No matter whether the diagnosis is Alzheimer's, Vascular Dementia or any other condition that causes dementia, it is a truth that it also greatly affects those around them. I've lived that experience, of being uncertain of who is in there, uncertain of the best way to help and interact, while processing my own grief. I've come to think of dementia as a spectrum, and I find it's a helpful way to think of it. As each person with dementia progresses, their experience is unique. I imagine a kaleidoscope of compromised understanding, feelings, sensory input and memories that are confusing, but sometimes do fall together in beautiful ways. A widely held misconception is that their personhood is drained away, eventually to nothing, but this has not been my experience. The delicate nuances of memory sometimes drifting away, but at other times being very present seem anything but fixed. The essence of person, of self, still remains even as their memories are stripped away. They still want to be comfortable, they still want to be loved and held, and they don't want to be bored or feel meaningless or useless.
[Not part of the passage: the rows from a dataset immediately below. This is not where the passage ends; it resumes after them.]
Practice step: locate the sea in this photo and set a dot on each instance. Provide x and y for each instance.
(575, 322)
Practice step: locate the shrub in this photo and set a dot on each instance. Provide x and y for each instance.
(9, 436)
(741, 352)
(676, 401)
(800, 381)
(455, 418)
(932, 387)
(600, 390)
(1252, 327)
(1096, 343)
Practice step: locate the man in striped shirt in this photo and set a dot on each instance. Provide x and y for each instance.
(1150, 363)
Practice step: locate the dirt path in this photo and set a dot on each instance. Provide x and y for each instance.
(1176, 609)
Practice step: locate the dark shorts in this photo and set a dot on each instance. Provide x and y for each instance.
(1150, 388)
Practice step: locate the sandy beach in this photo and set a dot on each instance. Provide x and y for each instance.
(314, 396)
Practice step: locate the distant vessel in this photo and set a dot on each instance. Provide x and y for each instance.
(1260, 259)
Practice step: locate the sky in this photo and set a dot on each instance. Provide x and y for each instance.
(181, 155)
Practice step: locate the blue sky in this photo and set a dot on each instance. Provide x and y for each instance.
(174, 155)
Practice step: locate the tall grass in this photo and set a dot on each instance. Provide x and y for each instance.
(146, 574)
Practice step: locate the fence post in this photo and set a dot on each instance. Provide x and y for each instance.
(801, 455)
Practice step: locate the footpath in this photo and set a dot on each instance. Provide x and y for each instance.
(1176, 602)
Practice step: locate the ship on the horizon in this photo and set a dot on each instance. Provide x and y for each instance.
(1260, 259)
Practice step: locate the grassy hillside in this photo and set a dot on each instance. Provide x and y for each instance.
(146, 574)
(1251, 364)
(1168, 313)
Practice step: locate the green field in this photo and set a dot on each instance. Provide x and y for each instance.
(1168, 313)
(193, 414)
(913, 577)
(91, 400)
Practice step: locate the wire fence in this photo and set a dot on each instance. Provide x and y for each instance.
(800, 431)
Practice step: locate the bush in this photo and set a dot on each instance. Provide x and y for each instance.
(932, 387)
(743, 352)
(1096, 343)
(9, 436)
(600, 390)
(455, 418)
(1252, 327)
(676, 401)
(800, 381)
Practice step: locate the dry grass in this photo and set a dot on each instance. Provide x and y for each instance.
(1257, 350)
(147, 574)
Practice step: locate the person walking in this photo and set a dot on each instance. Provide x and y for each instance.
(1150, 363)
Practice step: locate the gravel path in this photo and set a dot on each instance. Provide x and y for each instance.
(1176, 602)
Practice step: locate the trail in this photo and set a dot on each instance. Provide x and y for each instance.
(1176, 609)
They often find themselves very estranged from their loved ones because there is accepted wisdom that if they can't remember your name they can't appreciate your company, which is very, very wrong. To call them a sufferer, a patient or even someone living with dementia minimises their experience. We do understand them a little better now, they are not senile or demented, we understand that they are people living with an inconsistent, memory impaired, decline. And I believe that choosing to take the journey with them, meeting them on their own terms and engaging with them in any activity they can and want to participate in, can reward you with connections that you can both experience. I do know that taking the journey with my Dad in this way resulted in the strongest, happiest memories for me now that he is gone. As for the other memories, of the times we sat in awkward silence, of all the times he wanted to go home, before I understood how to connect with him, I hardly remember them at all.